The ingrown toenail that KILLED the US Economy!
March 14, 2007 12:13 am
Take a look at some of the comments floating around in cyberspace regarding our economy. It is rather disheartening. I read an article in which people are skipping right past recession and now talking depression. HUH?
In reponse to the hysteria, I wrote:
They said that the subprime market is going to cause an outright depression. This is like saying that an ingrown toenail is going to cause a shutdown of the entire coronary system. While there may be an infection that is spawned, it can be treated. Before it becomes life threatening, you (or your doctors) can and will take preventative action (unless you are a total idiot). That brings us right to the point of who we are looking at to help us avert a major catastrophe caused by mindless runs on the banks in an effort to ensure that our money is…well…safe.
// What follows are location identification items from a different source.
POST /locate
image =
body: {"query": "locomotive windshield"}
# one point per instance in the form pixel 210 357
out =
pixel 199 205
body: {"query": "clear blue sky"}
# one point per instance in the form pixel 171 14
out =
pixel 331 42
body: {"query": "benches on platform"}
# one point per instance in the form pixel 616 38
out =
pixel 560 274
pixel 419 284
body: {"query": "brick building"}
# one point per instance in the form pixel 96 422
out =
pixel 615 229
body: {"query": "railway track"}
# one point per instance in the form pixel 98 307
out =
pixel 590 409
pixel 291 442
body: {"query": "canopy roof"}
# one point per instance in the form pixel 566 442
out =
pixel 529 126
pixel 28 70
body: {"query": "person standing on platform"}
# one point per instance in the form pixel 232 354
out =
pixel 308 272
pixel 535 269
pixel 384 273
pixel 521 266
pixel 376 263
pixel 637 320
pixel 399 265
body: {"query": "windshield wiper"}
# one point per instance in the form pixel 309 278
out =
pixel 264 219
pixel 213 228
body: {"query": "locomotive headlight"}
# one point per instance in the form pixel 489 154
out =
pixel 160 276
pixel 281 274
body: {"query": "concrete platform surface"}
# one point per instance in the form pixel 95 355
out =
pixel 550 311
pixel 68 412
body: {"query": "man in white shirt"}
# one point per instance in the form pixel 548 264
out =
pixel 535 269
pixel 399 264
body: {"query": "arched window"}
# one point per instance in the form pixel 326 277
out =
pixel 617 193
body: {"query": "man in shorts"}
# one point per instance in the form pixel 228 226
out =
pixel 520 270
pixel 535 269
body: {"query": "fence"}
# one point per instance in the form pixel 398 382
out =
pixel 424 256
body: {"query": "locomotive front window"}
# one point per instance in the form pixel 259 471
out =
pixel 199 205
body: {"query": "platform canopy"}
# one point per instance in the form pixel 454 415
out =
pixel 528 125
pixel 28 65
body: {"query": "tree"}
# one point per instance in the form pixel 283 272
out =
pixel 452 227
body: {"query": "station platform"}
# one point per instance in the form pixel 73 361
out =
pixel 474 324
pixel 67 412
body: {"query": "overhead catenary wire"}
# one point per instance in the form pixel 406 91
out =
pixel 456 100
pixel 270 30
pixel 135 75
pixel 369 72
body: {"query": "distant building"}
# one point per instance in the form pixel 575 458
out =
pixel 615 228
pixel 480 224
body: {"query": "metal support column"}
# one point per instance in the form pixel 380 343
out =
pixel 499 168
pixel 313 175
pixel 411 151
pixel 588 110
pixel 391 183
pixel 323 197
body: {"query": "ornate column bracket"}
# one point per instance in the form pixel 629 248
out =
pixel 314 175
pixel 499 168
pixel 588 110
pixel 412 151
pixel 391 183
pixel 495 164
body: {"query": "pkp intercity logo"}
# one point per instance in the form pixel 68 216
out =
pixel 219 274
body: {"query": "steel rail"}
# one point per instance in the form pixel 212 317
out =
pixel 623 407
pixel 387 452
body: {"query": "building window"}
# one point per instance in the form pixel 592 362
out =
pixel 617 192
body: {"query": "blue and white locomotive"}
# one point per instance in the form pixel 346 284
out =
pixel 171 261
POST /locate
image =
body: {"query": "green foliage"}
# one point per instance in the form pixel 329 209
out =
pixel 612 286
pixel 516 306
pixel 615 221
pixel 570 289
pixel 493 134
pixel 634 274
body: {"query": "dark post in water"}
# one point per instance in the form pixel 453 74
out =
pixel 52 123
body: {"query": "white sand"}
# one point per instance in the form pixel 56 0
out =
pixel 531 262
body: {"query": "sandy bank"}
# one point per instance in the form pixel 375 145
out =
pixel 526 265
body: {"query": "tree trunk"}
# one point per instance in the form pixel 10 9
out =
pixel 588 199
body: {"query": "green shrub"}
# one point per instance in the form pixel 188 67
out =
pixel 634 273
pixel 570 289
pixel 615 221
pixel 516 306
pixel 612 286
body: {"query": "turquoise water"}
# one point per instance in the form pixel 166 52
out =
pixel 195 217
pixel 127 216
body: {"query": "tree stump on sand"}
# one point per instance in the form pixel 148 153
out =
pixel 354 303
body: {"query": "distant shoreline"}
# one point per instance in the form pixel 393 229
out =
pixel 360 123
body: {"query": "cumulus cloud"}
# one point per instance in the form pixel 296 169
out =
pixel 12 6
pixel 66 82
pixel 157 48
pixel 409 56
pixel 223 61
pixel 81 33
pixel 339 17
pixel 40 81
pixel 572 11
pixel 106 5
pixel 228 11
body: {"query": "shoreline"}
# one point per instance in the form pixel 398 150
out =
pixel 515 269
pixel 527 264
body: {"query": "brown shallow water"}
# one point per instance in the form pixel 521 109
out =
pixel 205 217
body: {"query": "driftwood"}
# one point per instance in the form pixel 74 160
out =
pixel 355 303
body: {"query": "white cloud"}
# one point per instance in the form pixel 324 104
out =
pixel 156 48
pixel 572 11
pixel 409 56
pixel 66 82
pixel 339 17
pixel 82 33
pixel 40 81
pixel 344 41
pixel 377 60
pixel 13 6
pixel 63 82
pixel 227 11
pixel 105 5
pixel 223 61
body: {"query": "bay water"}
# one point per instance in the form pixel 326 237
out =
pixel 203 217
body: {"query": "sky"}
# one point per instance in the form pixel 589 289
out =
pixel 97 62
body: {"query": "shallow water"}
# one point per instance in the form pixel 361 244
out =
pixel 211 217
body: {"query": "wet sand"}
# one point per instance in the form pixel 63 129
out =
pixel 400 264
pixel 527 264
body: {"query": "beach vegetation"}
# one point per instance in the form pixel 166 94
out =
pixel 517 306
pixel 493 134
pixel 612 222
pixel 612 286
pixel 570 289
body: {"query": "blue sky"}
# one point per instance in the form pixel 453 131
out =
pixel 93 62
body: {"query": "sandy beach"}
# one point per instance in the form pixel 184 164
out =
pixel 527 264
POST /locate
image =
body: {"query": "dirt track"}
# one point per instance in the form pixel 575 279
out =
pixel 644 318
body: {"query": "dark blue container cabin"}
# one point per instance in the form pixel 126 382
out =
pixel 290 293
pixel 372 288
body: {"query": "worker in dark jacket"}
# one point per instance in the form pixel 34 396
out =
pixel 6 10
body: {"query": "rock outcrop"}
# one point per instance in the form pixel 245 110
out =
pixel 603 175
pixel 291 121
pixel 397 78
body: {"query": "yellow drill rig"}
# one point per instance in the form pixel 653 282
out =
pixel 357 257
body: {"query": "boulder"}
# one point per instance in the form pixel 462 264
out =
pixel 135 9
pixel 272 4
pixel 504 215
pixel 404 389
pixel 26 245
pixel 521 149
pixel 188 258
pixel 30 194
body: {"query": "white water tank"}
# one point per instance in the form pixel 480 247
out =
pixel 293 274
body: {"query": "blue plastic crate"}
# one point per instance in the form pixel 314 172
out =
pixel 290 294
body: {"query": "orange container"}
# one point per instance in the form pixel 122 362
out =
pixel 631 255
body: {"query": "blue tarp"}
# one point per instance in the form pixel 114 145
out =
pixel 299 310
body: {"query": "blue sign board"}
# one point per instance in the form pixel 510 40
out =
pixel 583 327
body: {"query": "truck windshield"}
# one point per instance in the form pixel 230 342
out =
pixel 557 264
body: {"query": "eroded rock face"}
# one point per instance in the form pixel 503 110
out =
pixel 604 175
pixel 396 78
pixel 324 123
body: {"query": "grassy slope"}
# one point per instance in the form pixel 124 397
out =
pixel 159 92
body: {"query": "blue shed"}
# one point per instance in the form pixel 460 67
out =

The unfortunate fact that most people seem to forget is that unlike decades ago, the banks are a part of the entire financial market, not the entire market. More funds have been distributed into brokerages, hedge funds, mutuals, annuities and other non bank instruments. The fact that a few greedy lenders have done a poor job at qualifying their clients and that there has been a significant housing bubble brewing does cause a bit of concern.
If the subprime lenders go out, remember there still is a healthy cash flow that will be returned as people are forced to pay something for the place that they live in. I mean, really, does anyone actually think that all of the people who borrowed money are going to stop paying and chance eviction? If so, the properties are the collateral and even in a fire sale situation, they can be sold. So think about the worst case:
All loans are in default, cash flow has stopped, eviction precedings are implemented… First there will be a government intervention, then if it gets to it, some other smart company in the business (Bank fo America, CITI ?) will scoop up the discounted assets and possibly ingest the subprime companies ( LEND ) and the prices that we see on these stocks today after the free fall will be laughable.
Someone has to get sense knocked into them. This is getting ridiculous. The worst fears have now been factored in. Okay, they have been punished, let’s not go overboard with hysterics.